Infidelity Keeps Us Together

That’s the title of yesterday’s cover story in the New York Times magazine. Mark Oppenheimer writes about sex columnist Dan Savage and Savage’s suggestion that marriages need less fidelity and more flexibility. Basically what Savage is suggesting is that monogamy isn’t quite natural and that we do relationships a disservice by pretending or insisting that absolute monogamy be the standard.

What’s good is that Savage is not espousing secrets or affairs or running around—rather he’s advocating for talking to your partner before, after, and during marriage to say, “This is who I really am; what I really want; and “Will you still love me if I need to try this out?” In a way, he’s talking about a very high form of commitment.

But just the title and then reading the article was disturbing. (Click on the link below to read the article).
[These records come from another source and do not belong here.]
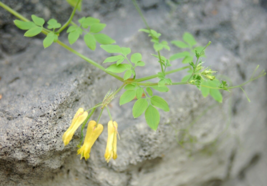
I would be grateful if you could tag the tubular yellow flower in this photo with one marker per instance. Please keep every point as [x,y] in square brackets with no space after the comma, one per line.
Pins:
[77,120]
[92,134]
[111,149]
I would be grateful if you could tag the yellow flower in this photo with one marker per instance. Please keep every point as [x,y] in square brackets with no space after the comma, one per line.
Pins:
[92,134]
[77,120]
[111,149]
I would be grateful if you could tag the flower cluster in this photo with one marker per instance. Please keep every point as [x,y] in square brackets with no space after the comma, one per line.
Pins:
[94,130]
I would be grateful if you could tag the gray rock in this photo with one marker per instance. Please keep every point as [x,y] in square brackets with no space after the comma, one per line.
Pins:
[225,145]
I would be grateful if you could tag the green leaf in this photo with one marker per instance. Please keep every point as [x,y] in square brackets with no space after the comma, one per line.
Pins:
[160,103]
[152,117]
[139,93]
[103,39]
[33,31]
[187,59]
[143,30]
[89,21]
[158,47]
[139,107]
[120,61]
[189,38]
[97,27]
[24,25]
[154,34]
[149,91]
[204,90]
[38,20]
[90,41]
[130,87]
[136,57]
[113,58]
[125,51]
[180,44]
[127,96]
[160,89]
[162,83]
[140,63]
[74,2]
[73,36]
[179,55]
[71,29]
[49,39]
[186,78]
[52,23]
[127,74]
[216,94]
[165,45]
[118,68]
[111,48]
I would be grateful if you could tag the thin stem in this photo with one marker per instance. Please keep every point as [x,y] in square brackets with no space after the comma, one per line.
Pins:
[44,31]
[14,12]
[88,60]
[99,117]
[155,76]
[194,70]
[83,125]
[109,113]
[160,62]
[71,17]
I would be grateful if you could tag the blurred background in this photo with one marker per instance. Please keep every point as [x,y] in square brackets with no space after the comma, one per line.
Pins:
[198,143]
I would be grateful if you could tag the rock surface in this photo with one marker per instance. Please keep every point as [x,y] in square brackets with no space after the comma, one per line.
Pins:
[42,89]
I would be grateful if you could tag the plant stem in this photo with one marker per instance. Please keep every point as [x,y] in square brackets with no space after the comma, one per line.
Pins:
[155,76]
[109,113]
[88,60]
[99,117]
[71,17]
[44,31]
[160,62]
[83,125]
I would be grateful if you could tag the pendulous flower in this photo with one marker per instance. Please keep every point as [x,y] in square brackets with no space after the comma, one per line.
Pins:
[93,131]
[77,120]
[111,149]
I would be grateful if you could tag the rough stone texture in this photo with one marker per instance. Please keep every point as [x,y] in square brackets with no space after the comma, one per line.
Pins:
[42,89]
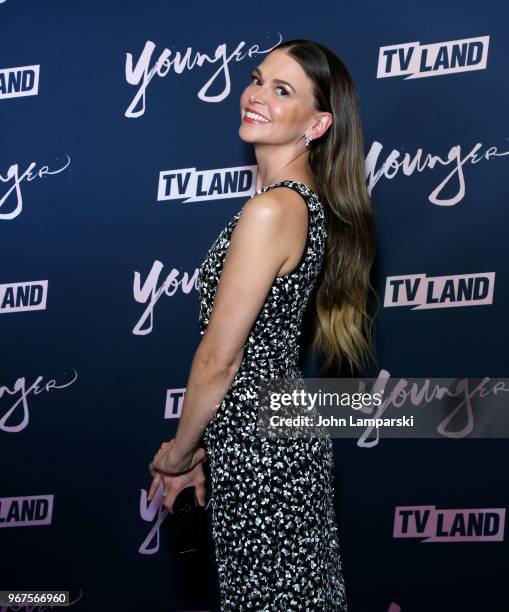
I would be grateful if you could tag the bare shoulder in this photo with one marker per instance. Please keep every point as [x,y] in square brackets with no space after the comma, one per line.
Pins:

Right away I found myself asking, “What if John said he needed something –some kind of sexual experience—I couldn’t offer or even try?” Would I love him enough to say, “Ok, go be you?”

I doubt it.

In the article other experts on sex and marriage weigh in to say that some open marriages work but most do not—not because of the sex but because of the emotions and the dishonesty—again, not the dishonesty of the partner who needs to go outside the relationship but the dishonesty of the partner who agrees or acquiesces and then realizes they really are not OK with that.

But then the bigger and more personal question to myself is this: Do I have the right to want and insist on monogamy and fidelity in our marriage? This is a marriage that came to be from infidelity—so did I forfeit my rights by marrying a man who left his wife? Or do we painfully know just how high the cost is and not wish that on ourselves or on any others?

Reading this article provoked a deep and daring conversation with John about our love life and our sex life and our intellectual lives—and how we keep all of those alive so we can keep things fresh and exciting. And what it means to be sexually “good, giving and game” in a monogamous marriage.